Die Heilung kam nach einer Knochenmarktransplantation, die 2017 stattfand, in einem sehr seltenen Fall, bei der Verträglichkeit mit seinem Bruder Gabriel, der eine Sehbehinderung hat und ebenfalls Sportler ist.
„Ich bin ihm außerordentlich dankbar [ao irmão]das hat mir praktisch das Leben gerettet und mir die Möglichkeit gegeben, heute hier zu sein“, sagt er.

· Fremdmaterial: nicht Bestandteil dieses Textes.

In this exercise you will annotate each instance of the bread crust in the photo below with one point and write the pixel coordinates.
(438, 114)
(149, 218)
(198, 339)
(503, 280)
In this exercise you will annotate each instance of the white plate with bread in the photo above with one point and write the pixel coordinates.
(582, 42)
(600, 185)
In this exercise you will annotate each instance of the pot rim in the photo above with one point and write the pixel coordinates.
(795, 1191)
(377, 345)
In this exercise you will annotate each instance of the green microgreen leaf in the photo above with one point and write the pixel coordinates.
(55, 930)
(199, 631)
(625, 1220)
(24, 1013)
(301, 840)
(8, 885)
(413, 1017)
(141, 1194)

Hinsichtlich eines möglichen Ergebnisdrucks sei er vorbereitet. „Druck ist ein Privileg, weil man sich im Laufe des Lebens im Laufe der Zeit verändert. Man lernt immer mehr, hat mehr Möglichkeiten und entwickelt sich als Bürger und Sportler weiter. Sport verändert uns.“
Bereits auf der Matte ist Wiliany Vitória Costa do Nascimento, 17, aus Ceará, eine der brasilianischen Wetten, weiterhin zu den Höhepunkten des Judo zu gehören, einer Sportart, die Brasilien immer bei seinem Aufstieg zur paralympischen Macht geholfen hat – sie belegte 2024 in Paris den historischen fünften Platz.
Noch als Mädchen verließ sie das Haus ihrer leiblichen Eltern im Landesinneren von Ceará, um bei einer Familie deutscher Herkunft in São Paulo zu leben, auf der Suche nach besseren Bedingungen, Zugänglichkeit für ihre Sehbehinderung und mehr Möglichkeiten im Sport. Für Wiliany haben seine Leistungen den Wert der Erlangung der Unabhängigkeit.

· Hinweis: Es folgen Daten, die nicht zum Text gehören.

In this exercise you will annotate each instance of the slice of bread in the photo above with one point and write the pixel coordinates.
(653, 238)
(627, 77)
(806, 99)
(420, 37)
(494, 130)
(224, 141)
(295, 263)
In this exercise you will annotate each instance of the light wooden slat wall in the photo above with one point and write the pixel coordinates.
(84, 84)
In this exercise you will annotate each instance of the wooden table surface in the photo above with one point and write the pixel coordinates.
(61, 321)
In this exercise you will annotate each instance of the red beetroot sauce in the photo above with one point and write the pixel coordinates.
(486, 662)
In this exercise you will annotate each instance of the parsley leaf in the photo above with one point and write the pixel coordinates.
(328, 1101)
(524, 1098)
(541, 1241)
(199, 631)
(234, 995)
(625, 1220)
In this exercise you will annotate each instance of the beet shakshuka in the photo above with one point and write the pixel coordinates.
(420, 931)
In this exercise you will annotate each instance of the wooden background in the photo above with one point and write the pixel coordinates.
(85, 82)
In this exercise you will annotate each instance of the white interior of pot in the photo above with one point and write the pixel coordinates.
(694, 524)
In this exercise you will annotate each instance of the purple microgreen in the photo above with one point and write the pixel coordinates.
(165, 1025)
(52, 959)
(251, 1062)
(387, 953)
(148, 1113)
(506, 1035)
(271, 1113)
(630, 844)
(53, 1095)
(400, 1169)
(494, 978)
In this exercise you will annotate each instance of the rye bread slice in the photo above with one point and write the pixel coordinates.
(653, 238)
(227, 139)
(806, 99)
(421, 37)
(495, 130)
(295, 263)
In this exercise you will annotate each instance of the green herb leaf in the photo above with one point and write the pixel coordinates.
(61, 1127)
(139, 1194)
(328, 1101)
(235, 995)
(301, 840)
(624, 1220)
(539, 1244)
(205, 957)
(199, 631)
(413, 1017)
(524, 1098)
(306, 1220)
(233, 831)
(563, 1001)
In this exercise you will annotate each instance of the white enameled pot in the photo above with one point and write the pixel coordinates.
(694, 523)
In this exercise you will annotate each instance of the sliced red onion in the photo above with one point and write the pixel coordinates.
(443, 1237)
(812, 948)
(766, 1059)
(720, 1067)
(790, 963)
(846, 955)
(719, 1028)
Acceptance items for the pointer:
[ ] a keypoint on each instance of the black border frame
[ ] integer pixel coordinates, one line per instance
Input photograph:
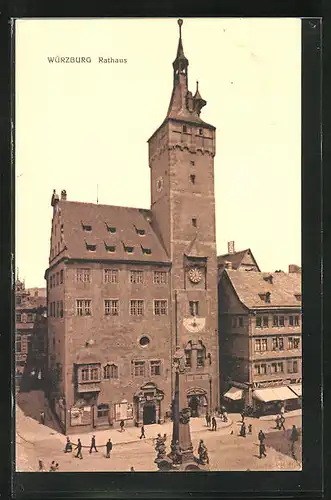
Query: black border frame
(305, 484)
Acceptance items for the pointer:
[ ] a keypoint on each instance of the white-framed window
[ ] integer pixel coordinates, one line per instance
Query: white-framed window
(89, 373)
(111, 275)
(83, 275)
(160, 307)
(111, 307)
(83, 307)
(136, 307)
(160, 277)
(261, 345)
(110, 371)
(139, 368)
(136, 276)
(155, 367)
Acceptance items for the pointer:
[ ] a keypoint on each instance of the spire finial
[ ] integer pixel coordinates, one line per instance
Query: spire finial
(180, 22)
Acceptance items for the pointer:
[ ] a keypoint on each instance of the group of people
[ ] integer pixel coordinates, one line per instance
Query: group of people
(211, 421)
(68, 447)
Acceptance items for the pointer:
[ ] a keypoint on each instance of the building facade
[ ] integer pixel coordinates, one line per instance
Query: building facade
(260, 335)
(126, 286)
(30, 331)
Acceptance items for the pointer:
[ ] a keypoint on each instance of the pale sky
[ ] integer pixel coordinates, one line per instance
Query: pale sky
(79, 125)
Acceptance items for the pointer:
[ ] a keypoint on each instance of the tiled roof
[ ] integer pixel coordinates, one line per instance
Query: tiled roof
(126, 222)
(283, 288)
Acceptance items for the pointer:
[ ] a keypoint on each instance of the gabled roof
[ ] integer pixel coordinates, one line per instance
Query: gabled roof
(248, 286)
(124, 220)
(236, 259)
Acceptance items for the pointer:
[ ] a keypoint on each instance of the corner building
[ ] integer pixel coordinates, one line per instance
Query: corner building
(125, 286)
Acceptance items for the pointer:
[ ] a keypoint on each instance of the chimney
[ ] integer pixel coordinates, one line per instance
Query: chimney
(231, 247)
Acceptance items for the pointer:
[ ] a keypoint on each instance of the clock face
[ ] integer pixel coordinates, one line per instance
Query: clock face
(159, 183)
(195, 275)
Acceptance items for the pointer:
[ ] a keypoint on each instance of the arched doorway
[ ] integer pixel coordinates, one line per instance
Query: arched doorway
(149, 413)
(197, 401)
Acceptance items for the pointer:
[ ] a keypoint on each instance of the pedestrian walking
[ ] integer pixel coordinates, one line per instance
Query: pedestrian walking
(68, 447)
(93, 447)
(79, 450)
(294, 437)
(243, 430)
(142, 435)
(52, 467)
(42, 417)
(277, 422)
(109, 447)
(261, 438)
(41, 466)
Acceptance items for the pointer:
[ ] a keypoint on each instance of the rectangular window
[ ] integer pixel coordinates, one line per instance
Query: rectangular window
(160, 307)
(200, 358)
(111, 307)
(159, 277)
(83, 275)
(155, 368)
(188, 359)
(194, 307)
(136, 307)
(136, 277)
(139, 368)
(83, 307)
(111, 276)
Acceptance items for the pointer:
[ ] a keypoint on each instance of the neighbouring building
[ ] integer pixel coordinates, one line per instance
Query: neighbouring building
(30, 331)
(260, 339)
(125, 286)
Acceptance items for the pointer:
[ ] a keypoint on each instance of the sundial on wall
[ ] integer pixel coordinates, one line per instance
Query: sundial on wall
(194, 324)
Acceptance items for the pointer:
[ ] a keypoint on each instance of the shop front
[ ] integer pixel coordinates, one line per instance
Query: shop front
(147, 404)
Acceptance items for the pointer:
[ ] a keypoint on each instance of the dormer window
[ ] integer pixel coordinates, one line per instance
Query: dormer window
(110, 248)
(90, 248)
(111, 229)
(86, 226)
(146, 251)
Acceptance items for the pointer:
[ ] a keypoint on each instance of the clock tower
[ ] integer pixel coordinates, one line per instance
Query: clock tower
(181, 160)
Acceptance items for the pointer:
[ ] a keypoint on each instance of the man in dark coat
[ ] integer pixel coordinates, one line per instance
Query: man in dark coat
(93, 447)
(109, 447)
(261, 437)
(294, 438)
(79, 450)
(142, 435)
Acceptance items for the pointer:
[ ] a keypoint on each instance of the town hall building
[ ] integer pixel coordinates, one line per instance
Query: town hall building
(126, 286)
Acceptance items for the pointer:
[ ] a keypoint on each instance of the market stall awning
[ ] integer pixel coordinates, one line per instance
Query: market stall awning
(274, 394)
(297, 389)
(234, 393)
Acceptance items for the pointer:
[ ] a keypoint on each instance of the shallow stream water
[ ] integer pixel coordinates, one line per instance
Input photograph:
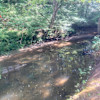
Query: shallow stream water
(48, 74)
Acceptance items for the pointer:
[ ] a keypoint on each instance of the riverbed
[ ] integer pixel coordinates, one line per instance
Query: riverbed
(48, 73)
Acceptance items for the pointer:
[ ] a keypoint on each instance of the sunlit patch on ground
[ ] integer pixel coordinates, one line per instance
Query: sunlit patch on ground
(45, 93)
(62, 44)
(10, 96)
(61, 81)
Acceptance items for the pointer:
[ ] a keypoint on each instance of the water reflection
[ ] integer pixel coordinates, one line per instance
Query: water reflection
(48, 74)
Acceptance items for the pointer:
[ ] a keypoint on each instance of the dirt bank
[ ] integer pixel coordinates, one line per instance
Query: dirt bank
(66, 42)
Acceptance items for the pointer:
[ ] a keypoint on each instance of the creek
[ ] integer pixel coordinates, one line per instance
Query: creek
(48, 74)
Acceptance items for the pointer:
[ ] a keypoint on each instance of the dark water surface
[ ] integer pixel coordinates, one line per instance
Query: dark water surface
(48, 74)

„Ich habe in meinem Leben viele schwierige Dinge durchgemacht. Im Jahr 2020 bin ich nach São Paulo gekommen und es war nicht einfach, mich von meiner leiblichen Familie zu distanzieren. Es war immer ein Kampf. Judo hat mir sehr geholfen Konkurrent.
Die Judoka sagt, sie sei eher beharrlich als optimistisch, was ihre paralympische Zukunft und ihre Chancen auf eine Goldmedaille in zwei Jahren angeht. „Ich würde sagen, dass mein Weg nach Los Angeles sehr vielversprechend ist. Ich habe viel erreicht. Seit 2024 habe ich begonnen, als Sportlerin zu explodieren.“
Das CPB stellt fest, dass es für die Entwicklung neuer Talente von wesentlicher Bedeutung ist, dass Entwicklungsstadien nicht überzogen werden und junge Sportler keinem übermäßigen Ergebnisdruck ausgesetzt werden, um die emotionale Reife der Wettbewerber zu bewahren, die noch lernen, mit Siegen und Niederlagen umzugehen.
Es war genau der Kontext mangelnder emotionaler Vorbereitung, der die 17-jährige Schwimmerin Alessandra Oliveira von den Paralympischen Spielen in Paris fernhielt. Am Vorabend der Veranstaltung geriet sie schließlich in Unordnung und konnte keine Punkte erzielen, obwohl sie zu diesem Zeitpunkt bereits hervorragende Ergebnisse zeigte.
„Jetzt bin ich viel fokussierter, verstehe besser, wie Hochleistung funktioniert und weiß, wie man mit Druck umgeht. Ich werde alles tun, was ich kann, um in Los Angeles dabei zu sein“, sagt die Athletin, die bei der Weltmeisterschaft 2025 in Singapur in ihrer Kategorie S5 zwei Goldmedaillen gewann.
Als Kind wurden Alessandra Teile ihrer unteren und oberen Gliedmaßen amputiert, nachdem sie auf einen Impfstoff reagiert hatte. Die Untergruppe, in der er antritt, erzielt traditionell hervorragende Ergebnisse für Brasilien, wie beispielsweise die des mehrfachen Medaillengewinners Daniel Dias.
Die kleine Paloma, die am Anfang dieses Textes steht, hat bereits Schwimmen, Kampfsport und Kugelstoßen gemacht. Mittlerweile widmet sie sich der Leichtathletik und läuft im Rollstuhl. Vor uns liegt ein langer und vielversprechender Weg.